Theorem 3. For complete continuity of the embedding operator \(\overset{\circ}{L}{}^{(1)}_{2}(R_n)\) into \(L_2(P(x);R_n)\), it is necessary and sufficient that the condition

\[ \lim_{R\to\infty}\ \sup_{E\subset C S_R} \frac{\displaystyle\int_E P(x)\,dx}{\operatorname{cap}E}=0, \tag{7} \]

be satisfied, where the \(\sup\) is taken over bounded closed sets \(E\), situated outside the ball \(S_R\) of radius \(R\) with center at the origin.

From the general theorem of M. Sh. Birman \((^{1})\) it follows that Theorems 2 and 3 admit the following equivalent formulations.
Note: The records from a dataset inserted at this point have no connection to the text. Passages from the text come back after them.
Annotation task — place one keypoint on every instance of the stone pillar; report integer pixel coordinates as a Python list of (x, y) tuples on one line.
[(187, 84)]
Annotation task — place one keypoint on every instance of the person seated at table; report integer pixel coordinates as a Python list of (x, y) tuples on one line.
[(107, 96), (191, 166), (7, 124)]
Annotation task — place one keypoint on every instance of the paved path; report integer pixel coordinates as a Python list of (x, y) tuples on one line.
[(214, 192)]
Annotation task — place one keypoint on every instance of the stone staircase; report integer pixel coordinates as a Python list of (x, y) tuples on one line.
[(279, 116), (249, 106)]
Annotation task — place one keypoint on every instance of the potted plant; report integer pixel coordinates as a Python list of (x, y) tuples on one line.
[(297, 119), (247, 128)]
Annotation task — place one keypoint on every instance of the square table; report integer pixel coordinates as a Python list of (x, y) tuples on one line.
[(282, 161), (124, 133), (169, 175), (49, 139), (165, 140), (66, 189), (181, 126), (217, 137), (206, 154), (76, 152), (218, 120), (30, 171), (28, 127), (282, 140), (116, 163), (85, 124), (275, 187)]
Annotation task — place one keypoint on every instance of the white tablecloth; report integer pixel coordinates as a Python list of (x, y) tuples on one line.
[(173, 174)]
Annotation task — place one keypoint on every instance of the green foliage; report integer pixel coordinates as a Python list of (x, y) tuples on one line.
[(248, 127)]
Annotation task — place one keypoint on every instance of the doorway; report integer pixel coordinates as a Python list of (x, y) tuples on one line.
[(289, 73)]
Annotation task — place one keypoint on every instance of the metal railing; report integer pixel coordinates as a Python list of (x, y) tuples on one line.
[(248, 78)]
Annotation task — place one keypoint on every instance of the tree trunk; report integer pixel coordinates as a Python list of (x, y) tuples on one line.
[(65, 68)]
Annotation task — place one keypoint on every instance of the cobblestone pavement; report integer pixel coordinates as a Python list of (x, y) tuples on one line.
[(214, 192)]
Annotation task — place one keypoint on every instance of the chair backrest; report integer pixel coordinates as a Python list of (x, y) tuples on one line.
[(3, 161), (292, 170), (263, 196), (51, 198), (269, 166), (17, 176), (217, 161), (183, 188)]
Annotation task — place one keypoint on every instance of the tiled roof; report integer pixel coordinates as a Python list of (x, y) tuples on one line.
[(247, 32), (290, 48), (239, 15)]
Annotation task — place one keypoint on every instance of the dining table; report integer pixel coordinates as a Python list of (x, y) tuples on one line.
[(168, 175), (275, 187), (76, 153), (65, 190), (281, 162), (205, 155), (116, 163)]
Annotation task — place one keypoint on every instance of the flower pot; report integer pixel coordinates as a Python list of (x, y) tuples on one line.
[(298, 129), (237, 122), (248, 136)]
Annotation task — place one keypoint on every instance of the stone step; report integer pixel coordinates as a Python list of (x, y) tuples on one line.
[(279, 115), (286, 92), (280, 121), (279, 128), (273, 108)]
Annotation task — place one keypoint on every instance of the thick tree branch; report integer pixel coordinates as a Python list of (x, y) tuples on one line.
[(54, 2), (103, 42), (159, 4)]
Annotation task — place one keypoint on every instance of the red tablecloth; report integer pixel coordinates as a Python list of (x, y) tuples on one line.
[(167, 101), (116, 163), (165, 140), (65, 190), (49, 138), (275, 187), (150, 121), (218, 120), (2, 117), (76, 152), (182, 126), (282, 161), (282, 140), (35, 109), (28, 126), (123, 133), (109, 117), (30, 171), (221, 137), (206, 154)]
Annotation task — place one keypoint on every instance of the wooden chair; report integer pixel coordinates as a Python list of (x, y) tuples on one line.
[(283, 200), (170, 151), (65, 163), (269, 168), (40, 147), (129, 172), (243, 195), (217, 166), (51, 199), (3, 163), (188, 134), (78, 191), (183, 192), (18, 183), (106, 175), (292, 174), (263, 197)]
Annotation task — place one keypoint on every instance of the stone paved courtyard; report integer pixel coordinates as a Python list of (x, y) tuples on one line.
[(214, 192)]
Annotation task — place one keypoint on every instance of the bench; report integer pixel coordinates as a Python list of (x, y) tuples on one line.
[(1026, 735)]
Theorem \(2'\). In order that the negative spectrum of the operator \(M_h\) be discrete for all \(h>0\), it is necessary and sufficient that condition (6) be satisfied.

Theorem \(3'\). In order that the negative spectrum of the operator \(M_h\) be finite for all \(h>0\), it is necessary and sufficient that condition (7) be satisfied.

The following theorem gives a criterion for infinitude of the negative spectrum of the operator \(M_h\) for all \(h>0\).

Theorem 4. The condition

\[ \sup_{E\subset R_n} \frac{\displaystyle\int_E P(x)\,dx}{\operatorname{cap}E}=\infty \tag{8} \]

is necessary and sufficient for the infinitude of the negative spectrum of the operator \(M_h\) for all \(h>0\).

We note that some sufficient conditions for discreteness, finiteness, and infinitude of the negative spectrum of the operator \(M_h\) for all \(h>0\) were given by M. Sh. Birman \((^{1})\).

Related in subject to the present note is the paper of A. M. Molchanov \((^{2})\), in which a necessary and sufficient condition was found for discreteness of the spectrum of the Schrödinger operator \(-\Delta u+Q(x)u\) with potential \(Q(x)\) bounded below.

Leningrad State University
named after A. A. Zhdanov

Received
18 I 1962

REFERENCES

\(^{1}\) M. Sh. Birman, Mat. sborn., 55, No. 22 (1961).
\(^{2}\) A. M. Molchanov, Tr. Mosk. matem. obshch., 2, 169 (1953).